Лекарка поневоле и опять 25 примет (СИ) - Ульяна Муратова
— Да ты… да ты… — гневно выдохнула Луняша, лишённая дара речи таким предположением, а потом обернулась ко мне, обличительно ткнула в Давлика пальцем и почти жалобно проговорила: — Да он… да чтоб я… да из-за него…
Давлик тончайший намёк, видимо, понял. Мгновенно насупился и рыкнул:
— Я тебя гулять хотел позвать, но раз ты такая, то и сиди тут одна! Можно подумать, тебя кто-нибудь ещё позовёт! Тоже мне! Принцесса навозная!
Он со всего размаху захлопнул дверь с той стороны, и Луняша не успела даже отскочить, получив болезненный удар по пальцам. В огромных карих глазах стояли слёзы, а губы обиженно дрожали.
— Да что б я с этим слюнтяем гулять пошла… — всхлипнула она. — Пусть с мамкой своей гуляет под ручку, подъюбочник жалкий!

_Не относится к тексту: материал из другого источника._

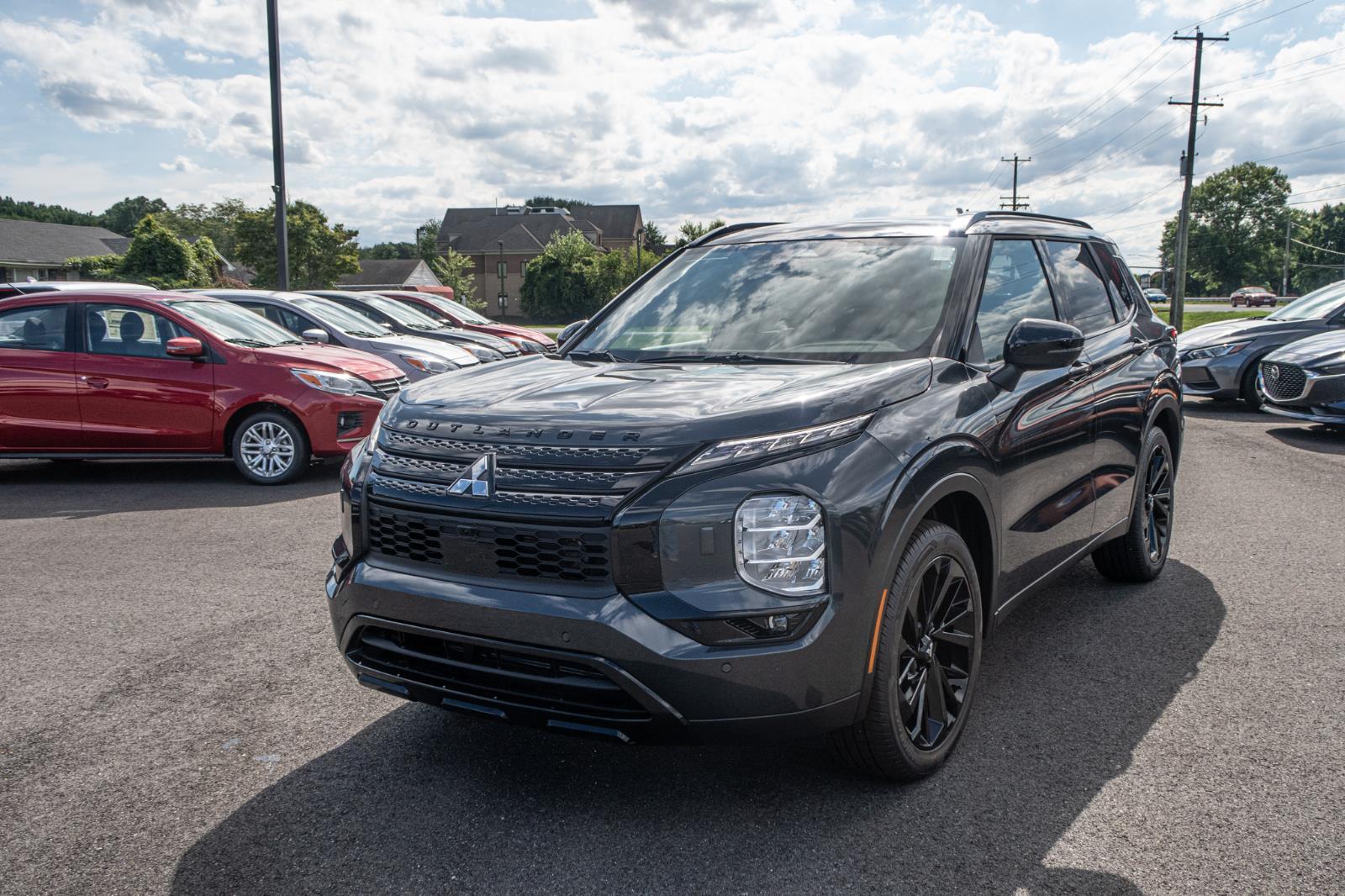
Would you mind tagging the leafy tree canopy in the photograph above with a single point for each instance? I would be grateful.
(319, 253)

Последнюю фразу она прорыдала, а я поспешила проверить руку — не сломал ли он ей палец по дури молодецкой. Он, конечно, сын-корзин, но силищи в нём немеряно, парень-то здоровенный.
Палец оказался ушибленным и я подлечила магией, а потом долго успокаивала помощницу, стенающую, что никто гулять и правда не зовёт, потому что она страшная.

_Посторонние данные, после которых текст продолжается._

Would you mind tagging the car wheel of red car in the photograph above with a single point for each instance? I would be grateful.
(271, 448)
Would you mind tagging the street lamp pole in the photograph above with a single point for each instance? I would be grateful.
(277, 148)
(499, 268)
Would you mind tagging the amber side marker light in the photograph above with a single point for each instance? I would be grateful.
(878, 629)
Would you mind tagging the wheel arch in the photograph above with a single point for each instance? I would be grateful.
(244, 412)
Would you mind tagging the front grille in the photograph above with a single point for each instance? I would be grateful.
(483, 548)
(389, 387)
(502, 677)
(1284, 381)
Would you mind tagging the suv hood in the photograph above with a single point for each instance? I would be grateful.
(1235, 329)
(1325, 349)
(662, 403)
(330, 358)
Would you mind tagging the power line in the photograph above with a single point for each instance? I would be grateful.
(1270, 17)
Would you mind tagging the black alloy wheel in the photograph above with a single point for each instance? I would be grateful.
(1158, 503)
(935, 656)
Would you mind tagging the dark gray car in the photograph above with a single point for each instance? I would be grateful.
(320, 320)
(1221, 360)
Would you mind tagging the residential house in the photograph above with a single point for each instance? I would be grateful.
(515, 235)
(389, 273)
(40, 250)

— Ну в каком месте ты страшная? — вздохнула я, глядя в миловидное заплаканное личико.
— У меня нос большой, — рыдая, указала она на самый обыкновенный нос.
— Луня, ты красивая девушка. Ты неправильно слова этого Давлика интерпретируешь. Он пришёл зачем?
— Зачем? — эхом отозвалась она.
— Гулять тебя звать. Значит что?
— Что?
— Ты ему нравишься. Иначе зачем ему тебя звать куда-то? А потом ты… дала ему понять, что он для тебя недостаточно хорош, вот он от обиды и назвал тебя навозной принцессой.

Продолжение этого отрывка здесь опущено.